The current band consists of Cruz on guitars and keyboards, Sam Quinn on bass, Bowman Townsend on drums and Dustin Schaefer on guitars. It’s the traditional four-piece, all male, roots rock-and-roll band with three-part harmony and multiple songwriters. Cruz says it is an arrangement that became popular for a reason. They can travel more simply with fewer people. They can share songwriting, arranging and vocals. The collaborative possibilities of a tight group of dedicated, full-time musicians are powerful.
The band has always maintained a direct connection to fans and Cruz said that continues through the Sprinter Sessions, rough cut first looks at emerging songs. The weekly videos offer a new song each time out and features Cruz and sometimes other members of the band. It’s an effort to share the raw creative effort with the fans who are with the band to experience the real, full ride. Response to the new material and the unvarnished presentation has been strong.
Here’s a look at how the Sprinter Sessions are translating to the stage with the full band:
Cruz gets intense when discussing the new material and the sessions: “Who do I want to make music for? A fan base that is open. As the chemistry in the band has gotten healthier, the audience has responded as well.” It’s all leading up to a new record which Cruz says shows, “real evolution,” adding, “If that is the type fan you are, we are your band.” He says it’s been gratifying to hear the response at live shows for the songs that are only available through those recordings.
The two nights at the Bijou will be completely different, which is why the band is offering tickets for single nights or both nights (and the option to go bowling with the band after the first show).
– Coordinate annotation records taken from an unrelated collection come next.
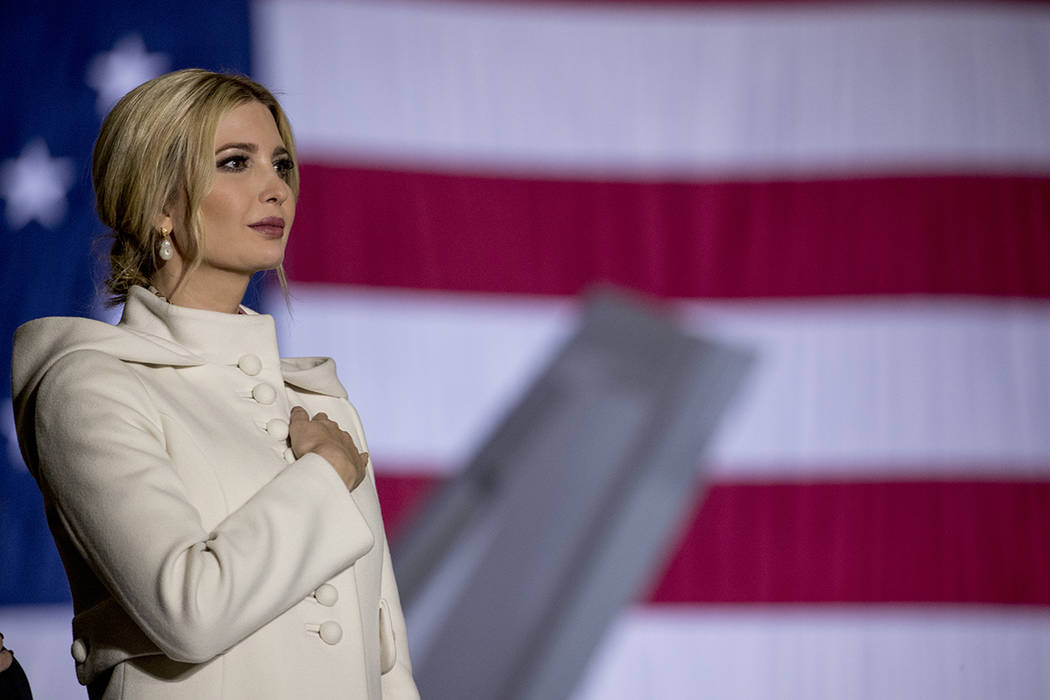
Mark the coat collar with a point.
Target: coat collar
(153, 332)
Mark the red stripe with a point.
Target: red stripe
(984, 235)
(855, 543)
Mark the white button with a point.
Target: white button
(250, 364)
(331, 632)
(277, 428)
(327, 595)
(264, 394)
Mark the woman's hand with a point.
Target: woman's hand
(321, 436)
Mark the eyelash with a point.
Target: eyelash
(284, 166)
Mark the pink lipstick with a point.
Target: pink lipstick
(271, 227)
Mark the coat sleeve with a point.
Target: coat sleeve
(397, 682)
(194, 592)
(397, 679)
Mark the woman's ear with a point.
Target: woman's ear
(163, 221)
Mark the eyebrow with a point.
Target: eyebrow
(251, 148)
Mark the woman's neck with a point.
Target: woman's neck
(206, 289)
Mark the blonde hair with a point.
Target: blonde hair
(154, 154)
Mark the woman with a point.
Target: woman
(213, 504)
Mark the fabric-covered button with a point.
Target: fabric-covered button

The first night will feature a roulette wheel which fans will spin to determine which song from the recorded catalog will be played. The new material will make its Knoxville debut. Saturday night features opener The War and Treaty and the New Years Eve show features Mike Farris and Nora Jane Struthers.
The days of constantly playing Knoxville bars have long passed and Cruz notes that younger music fans may have “heard of” the band, but not actually have heard them. It’s a byproduct of being on the road for the last several years. They may be better known at this point in places other than their hometown and they hope to remedy that starting with these shows.
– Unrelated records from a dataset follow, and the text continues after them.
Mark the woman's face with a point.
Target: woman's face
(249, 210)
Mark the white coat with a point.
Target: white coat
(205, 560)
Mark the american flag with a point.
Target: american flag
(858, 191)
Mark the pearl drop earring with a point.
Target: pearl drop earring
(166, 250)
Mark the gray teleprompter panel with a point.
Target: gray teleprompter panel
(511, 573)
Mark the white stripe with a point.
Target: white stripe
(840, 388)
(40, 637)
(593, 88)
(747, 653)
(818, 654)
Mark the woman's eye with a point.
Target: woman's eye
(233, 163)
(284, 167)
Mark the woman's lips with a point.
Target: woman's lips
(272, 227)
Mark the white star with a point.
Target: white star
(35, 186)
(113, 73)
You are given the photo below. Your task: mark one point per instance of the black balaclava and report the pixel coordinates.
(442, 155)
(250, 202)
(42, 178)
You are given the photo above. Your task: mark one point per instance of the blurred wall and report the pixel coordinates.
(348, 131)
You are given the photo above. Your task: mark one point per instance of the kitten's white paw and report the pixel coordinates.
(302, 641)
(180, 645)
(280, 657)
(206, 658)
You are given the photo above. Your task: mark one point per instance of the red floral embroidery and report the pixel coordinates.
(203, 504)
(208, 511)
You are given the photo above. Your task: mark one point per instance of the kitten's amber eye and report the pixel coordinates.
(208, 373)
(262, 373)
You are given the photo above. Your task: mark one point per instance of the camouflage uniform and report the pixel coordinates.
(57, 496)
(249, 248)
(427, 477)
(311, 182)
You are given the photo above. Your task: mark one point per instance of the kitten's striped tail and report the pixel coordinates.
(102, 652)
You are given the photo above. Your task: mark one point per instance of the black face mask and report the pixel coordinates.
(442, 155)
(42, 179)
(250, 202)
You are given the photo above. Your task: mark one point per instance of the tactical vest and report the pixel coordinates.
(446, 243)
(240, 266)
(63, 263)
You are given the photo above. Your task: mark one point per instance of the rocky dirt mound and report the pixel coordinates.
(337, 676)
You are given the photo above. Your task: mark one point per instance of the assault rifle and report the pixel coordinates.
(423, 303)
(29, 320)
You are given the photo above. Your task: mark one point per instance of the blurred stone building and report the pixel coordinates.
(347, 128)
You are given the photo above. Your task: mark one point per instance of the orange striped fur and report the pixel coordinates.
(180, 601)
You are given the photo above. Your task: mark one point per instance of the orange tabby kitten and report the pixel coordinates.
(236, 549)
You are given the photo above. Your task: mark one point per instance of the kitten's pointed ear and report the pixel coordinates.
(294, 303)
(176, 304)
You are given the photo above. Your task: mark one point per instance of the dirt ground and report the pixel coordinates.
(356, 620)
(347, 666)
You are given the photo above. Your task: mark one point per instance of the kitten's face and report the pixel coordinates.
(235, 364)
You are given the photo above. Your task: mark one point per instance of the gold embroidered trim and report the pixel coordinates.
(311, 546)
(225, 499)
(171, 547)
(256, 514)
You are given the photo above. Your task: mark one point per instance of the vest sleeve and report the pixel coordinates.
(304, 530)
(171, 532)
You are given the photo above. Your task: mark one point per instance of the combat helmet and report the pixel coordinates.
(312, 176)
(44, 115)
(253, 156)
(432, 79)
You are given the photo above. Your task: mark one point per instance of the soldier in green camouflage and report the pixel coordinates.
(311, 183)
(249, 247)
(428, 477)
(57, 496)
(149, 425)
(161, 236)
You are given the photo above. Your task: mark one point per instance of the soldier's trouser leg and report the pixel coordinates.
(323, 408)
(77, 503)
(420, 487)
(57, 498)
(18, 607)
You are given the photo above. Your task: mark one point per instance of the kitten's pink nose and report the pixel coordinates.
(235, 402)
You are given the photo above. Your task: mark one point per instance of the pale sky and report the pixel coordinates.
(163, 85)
The media and music environment has shifted dramatically since the early days of the band. They started as digital content began to allow people to share music without paying. Outlets that once promoted local music, such as Metro Pulse have disappeared. Major record label deals have been sharply curtailed and streaming music is now a way of life for many. Live shows are the place where the magic remains and the band plans to continue connecting at that most primal level.
“Music isn’t enough: It is connected to the story.” The band is at a point of telling the next chapter to that story. “We plan to adapt and thrive,” Cruz says with a sound in his voice that makes you believe the band will do precisely that. “We’re being surprised as much as anybody.”